強い決意を宿すような炎を、伽羅坊は揺らしながら
ジッと暫く俺を見つめていた。

その姿が………あの鬼の娘と重なる。
同じ目をした、彼女に。









ズキッ………!!







鶴丸「!!」







チリン───







鈴の音が聞こえた。例の頭痛が走る。
脳裏に、知らない筈の情景が
浮かび上がり、視界は変わる。

思い浮かべたのは赤い花。
飛び散る鮮血に、鉄の匂い。


やけに、精密に思い描く光景は、
戦場では慣れた光景の筈だと言うのに、
その血の花を咲かせるのが“敵”では無かった場合、
状況は大きく違うものだ。





居た、んだ。
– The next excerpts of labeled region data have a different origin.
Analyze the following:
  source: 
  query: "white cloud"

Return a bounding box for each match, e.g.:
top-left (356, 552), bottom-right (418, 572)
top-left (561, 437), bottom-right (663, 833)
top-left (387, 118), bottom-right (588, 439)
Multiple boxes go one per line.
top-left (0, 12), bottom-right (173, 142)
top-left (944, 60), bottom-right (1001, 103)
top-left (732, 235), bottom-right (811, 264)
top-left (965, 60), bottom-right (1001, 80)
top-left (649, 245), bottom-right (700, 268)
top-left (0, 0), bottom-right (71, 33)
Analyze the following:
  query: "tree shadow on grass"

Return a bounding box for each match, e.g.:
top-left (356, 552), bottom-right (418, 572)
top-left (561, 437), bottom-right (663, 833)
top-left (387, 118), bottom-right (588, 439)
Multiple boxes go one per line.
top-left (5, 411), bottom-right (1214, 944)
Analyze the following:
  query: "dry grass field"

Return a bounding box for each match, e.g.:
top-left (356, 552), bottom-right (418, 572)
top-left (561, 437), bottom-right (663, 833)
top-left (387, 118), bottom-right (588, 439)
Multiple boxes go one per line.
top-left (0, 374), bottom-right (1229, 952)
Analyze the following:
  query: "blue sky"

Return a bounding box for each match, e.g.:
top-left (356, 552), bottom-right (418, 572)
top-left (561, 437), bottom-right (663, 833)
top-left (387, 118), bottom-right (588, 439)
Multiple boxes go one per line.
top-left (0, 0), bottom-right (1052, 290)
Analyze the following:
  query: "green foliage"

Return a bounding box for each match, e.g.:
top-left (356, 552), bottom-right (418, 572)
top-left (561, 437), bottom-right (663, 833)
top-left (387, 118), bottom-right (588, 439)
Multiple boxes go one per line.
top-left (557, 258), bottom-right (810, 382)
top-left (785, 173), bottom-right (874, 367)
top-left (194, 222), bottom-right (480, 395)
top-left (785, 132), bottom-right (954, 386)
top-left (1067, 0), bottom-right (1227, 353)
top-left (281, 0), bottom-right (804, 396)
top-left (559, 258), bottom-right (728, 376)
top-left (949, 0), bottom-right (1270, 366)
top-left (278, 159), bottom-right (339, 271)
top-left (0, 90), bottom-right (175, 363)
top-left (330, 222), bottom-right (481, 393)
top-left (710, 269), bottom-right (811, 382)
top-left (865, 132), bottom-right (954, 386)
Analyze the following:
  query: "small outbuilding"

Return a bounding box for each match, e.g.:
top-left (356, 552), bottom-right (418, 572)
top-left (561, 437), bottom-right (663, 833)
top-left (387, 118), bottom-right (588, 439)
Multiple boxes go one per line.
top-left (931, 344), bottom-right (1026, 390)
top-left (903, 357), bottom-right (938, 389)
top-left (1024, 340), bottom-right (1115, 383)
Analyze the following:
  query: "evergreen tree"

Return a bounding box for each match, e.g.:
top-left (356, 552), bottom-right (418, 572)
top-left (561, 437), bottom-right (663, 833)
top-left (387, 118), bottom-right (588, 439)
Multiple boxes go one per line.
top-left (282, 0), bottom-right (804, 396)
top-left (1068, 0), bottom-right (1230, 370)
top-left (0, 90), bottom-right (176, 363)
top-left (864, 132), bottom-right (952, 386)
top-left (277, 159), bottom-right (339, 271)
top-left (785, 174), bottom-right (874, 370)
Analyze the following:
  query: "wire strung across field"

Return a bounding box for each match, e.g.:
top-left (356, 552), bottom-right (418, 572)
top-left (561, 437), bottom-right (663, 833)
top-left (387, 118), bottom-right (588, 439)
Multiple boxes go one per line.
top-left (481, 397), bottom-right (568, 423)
その光景に、彼女が………
Aが居たんだ。

だが………情景の中にいた彼女の胸には、
深々と刃が突き刺さっている。
彼女の瞳に光は無い。



あたりは雪だろうか。
そのせいで、目の前の赤はよく映えた。

彼女が絶命する光景。
倒れていくAの体はやたらゆっくりに見え、
容赦なく俺の目に焼き付けていく。









鶴丸「ッ………は、……ッぁ、」









一瞬の走馬灯のようだったが、
忘れていた呼吸をようやく思い出し、
深く息を吐く。

目の前にいた伽羅坊は、俺の様子を見て
少し困惑したようだった。
心配をかけまいと、俺は手を出して
伽羅坊を制する。


………今のは、俺の記憶………だったのか?
それともAが………ああなると言う未来余地か。
何れにせよ、あまりいい気分にはなれなかった。



あまりにも、現実味のあるもの………だったし、な。
嫌な予感がする。









“死なへんからへーきへーき”









いつもあんな事を言っていたが………
いや、待て………おかしい。
俺はこの世に来からAとは初めて会った筈だ。

今の走馬灯は何だって言うんだ。
まさか、Aは………俺を知っているのか。


胸に空いた大きな穴は、埋まらない……
俺は、何を忘れていると言うんだ。









“お前は絶対に思い出さなければ───”









鶯丸………やはり何か知っていたな?
俺に、どうしろって言うんだ。









鶴丸「ッ………すまん、大丈夫だ。
伽羅坊、きみに付き合おう」









なあ………いつも影がかかって分からない。
大事な思い出の筈なのに、
いつも俺の脳裏に過るきみは誰だって言うんだ。

誰だって言うんだよ………

なんで、思い出せねぇんだ………









教えてくれよ………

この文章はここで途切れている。